Favorite Fall Foliage – Arkansas bluestar

IMG_6674

A large planting of Arkansas blue star beginning its fall display

There are some plants I just can’t get enough of – and top of that list is the perennial Arkansas bluestar (Amsonia hubrichtii). While many herbaceous perennials are selected for their flowers, this beauty is invariably chosen for its outstanding feathery foliage that transitions from bright emerald green to shades of orange, gold and copper in fall. For the flower-loving folks, yes this does indeed have blue flowers in spring but even a glance at these photos will quickly convince you that it really is all about the autumnal foliage display.

How to use it

Even one plant can be a star in a container.

IMG_8489

Mingling with other late season foliage stars, the bluestar adds height, texture and color

I added a group of seven one-gallon plants to the far end of our ‘island border’, a key display border viewed from many vantage points within our large garden, from the patio and from most windows of the home.  As is typical, the perennials took three years to look significant – you need vision in the early days! I nestled these feathery beauties against a large mossy boulder to play off the texture.

IMG_8562

Color companions I enjoy the most are silver and purple, both of which work equally well with the summer or fall display.
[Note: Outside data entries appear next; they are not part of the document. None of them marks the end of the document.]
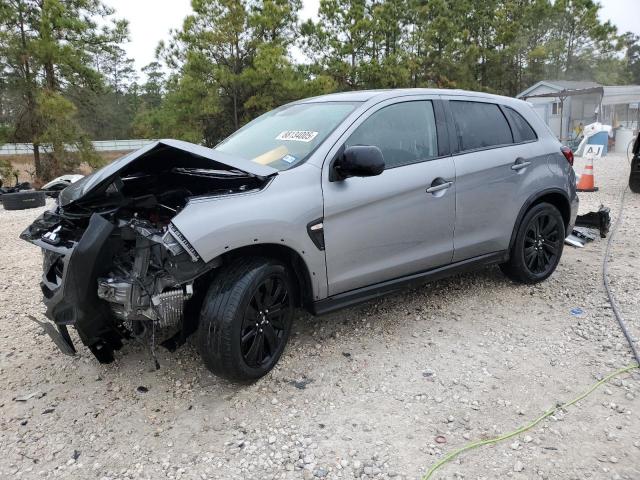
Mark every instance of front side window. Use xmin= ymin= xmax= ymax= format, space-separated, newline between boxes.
xmin=449 ymin=100 xmax=513 ymax=150
xmin=215 ymin=102 xmax=360 ymax=170
xmin=345 ymin=100 xmax=438 ymax=168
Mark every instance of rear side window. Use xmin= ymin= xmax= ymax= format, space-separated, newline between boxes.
xmin=449 ymin=100 xmax=513 ymax=150
xmin=345 ymin=100 xmax=438 ymax=168
xmin=504 ymin=107 xmax=538 ymax=143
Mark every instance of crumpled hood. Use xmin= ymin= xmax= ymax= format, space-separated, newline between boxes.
xmin=59 ymin=139 xmax=278 ymax=206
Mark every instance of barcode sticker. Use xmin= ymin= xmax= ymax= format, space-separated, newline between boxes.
xmin=276 ymin=130 xmax=318 ymax=142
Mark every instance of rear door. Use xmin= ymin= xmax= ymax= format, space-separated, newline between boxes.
xmin=322 ymin=98 xmax=455 ymax=295
xmin=447 ymin=97 xmax=548 ymax=262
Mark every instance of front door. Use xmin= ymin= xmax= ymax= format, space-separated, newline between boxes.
xmin=322 ymin=100 xmax=455 ymax=295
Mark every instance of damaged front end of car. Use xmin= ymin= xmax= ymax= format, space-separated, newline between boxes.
xmin=21 ymin=140 xmax=273 ymax=363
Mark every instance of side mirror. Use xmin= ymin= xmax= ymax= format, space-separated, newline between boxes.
xmin=329 ymin=145 xmax=384 ymax=182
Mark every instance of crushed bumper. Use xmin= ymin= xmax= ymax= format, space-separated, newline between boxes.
xmin=21 ymin=213 xmax=122 ymax=363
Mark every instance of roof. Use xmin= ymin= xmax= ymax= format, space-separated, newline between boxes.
xmin=300 ymin=88 xmax=514 ymax=103
xmin=602 ymin=85 xmax=640 ymax=105
xmin=516 ymin=80 xmax=602 ymax=98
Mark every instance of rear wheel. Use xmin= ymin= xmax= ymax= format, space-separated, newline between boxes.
xmin=500 ymin=203 xmax=565 ymax=283
xmin=197 ymin=258 xmax=295 ymax=381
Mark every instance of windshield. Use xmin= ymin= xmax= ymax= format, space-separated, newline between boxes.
xmin=214 ymin=102 xmax=358 ymax=170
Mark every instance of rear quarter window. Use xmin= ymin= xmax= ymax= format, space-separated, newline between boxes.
xmin=449 ymin=100 xmax=513 ymax=150
xmin=503 ymin=107 xmax=538 ymax=143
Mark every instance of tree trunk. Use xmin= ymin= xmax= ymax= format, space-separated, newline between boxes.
xmin=33 ymin=143 xmax=43 ymax=178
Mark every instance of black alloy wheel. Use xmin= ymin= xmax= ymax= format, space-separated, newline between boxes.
xmin=197 ymin=257 xmax=298 ymax=382
xmin=240 ymin=275 xmax=291 ymax=367
xmin=524 ymin=212 xmax=564 ymax=275
xmin=500 ymin=202 xmax=565 ymax=283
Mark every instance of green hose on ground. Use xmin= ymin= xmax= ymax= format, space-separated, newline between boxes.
xmin=422 ymin=174 xmax=640 ymax=480
xmin=422 ymin=364 xmax=640 ymax=480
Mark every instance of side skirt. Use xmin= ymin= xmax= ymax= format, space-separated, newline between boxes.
xmin=311 ymin=250 xmax=509 ymax=315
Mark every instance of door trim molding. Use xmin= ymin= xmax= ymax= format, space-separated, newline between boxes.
xmin=310 ymin=250 xmax=509 ymax=315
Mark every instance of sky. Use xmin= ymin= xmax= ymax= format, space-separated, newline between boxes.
xmin=105 ymin=0 xmax=640 ymax=76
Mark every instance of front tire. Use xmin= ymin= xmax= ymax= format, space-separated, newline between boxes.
xmin=197 ymin=257 xmax=295 ymax=381
xmin=500 ymin=203 xmax=565 ymax=284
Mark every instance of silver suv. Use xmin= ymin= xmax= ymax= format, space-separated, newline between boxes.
xmin=22 ymin=89 xmax=578 ymax=380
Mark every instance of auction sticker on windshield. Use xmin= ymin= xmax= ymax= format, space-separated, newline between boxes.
xmin=276 ymin=130 xmax=318 ymax=142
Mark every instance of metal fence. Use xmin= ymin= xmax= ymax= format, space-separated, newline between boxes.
xmin=0 ymin=138 xmax=155 ymax=155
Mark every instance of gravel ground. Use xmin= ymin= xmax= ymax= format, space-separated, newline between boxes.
xmin=0 ymin=155 xmax=640 ymax=480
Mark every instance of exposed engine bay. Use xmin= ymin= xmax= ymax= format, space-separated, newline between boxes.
xmin=21 ymin=142 xmax=276 ymax=363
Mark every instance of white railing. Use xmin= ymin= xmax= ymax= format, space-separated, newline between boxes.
xmin=0 ymin=138 xmax=154 ymax=155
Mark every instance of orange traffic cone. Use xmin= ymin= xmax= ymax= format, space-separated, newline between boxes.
xmin=576 ymin=157 xmax=598 ymax=192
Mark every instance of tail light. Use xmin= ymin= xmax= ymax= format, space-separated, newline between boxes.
xmin=560 ymin=145 xmax=573 ymax=167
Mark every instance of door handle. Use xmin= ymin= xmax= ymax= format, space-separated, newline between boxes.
xmin=427 ymin=179 xmax=453 ymax=193
xmin=511 ymin=158 xmax=531 ymax=170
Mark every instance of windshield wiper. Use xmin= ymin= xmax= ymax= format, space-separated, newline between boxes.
xmin=171 ymin=167 xmax=254 ymax=178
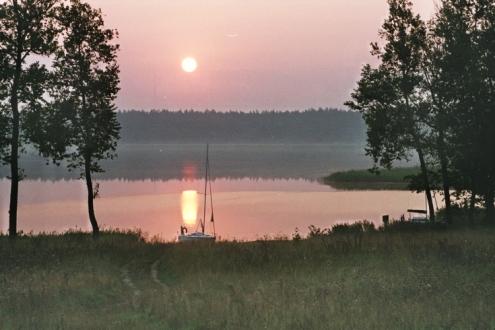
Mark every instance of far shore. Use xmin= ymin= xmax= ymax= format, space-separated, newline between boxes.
xmin=322 ymin=167 xmax=419 ymax=190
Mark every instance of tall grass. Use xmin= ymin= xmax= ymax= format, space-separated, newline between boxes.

To give you ideas from other gardens, here is an example from the Greater Des Moines Botanical Garden where it mingles with golden sneezeweed (Helenium sp.).

IMG_6181

At Walter’s Gardens, the nursery that grows perennials for Proven Winners, I spotted it offering feathering companionship and powder-blue flowers to spring blooming peonies and poppies in the test garden.

IMG_1928

Of course I am not known for my minimalist approach so you won’t be surprised to hear that when I had a new raised bed to plant by our patio I decided to fill it with over 50 Arkansas bluestar! The design idea was to create a transition from the more ornamental plantings besides the patio to the distant summer meadow and woodland beyond.

IMG_6682

Anticipating the fall foliage color, we used steel to form the arc at the rear of this bed, knowing its weathered, rusted surface would look visually exciting with the autumnal display.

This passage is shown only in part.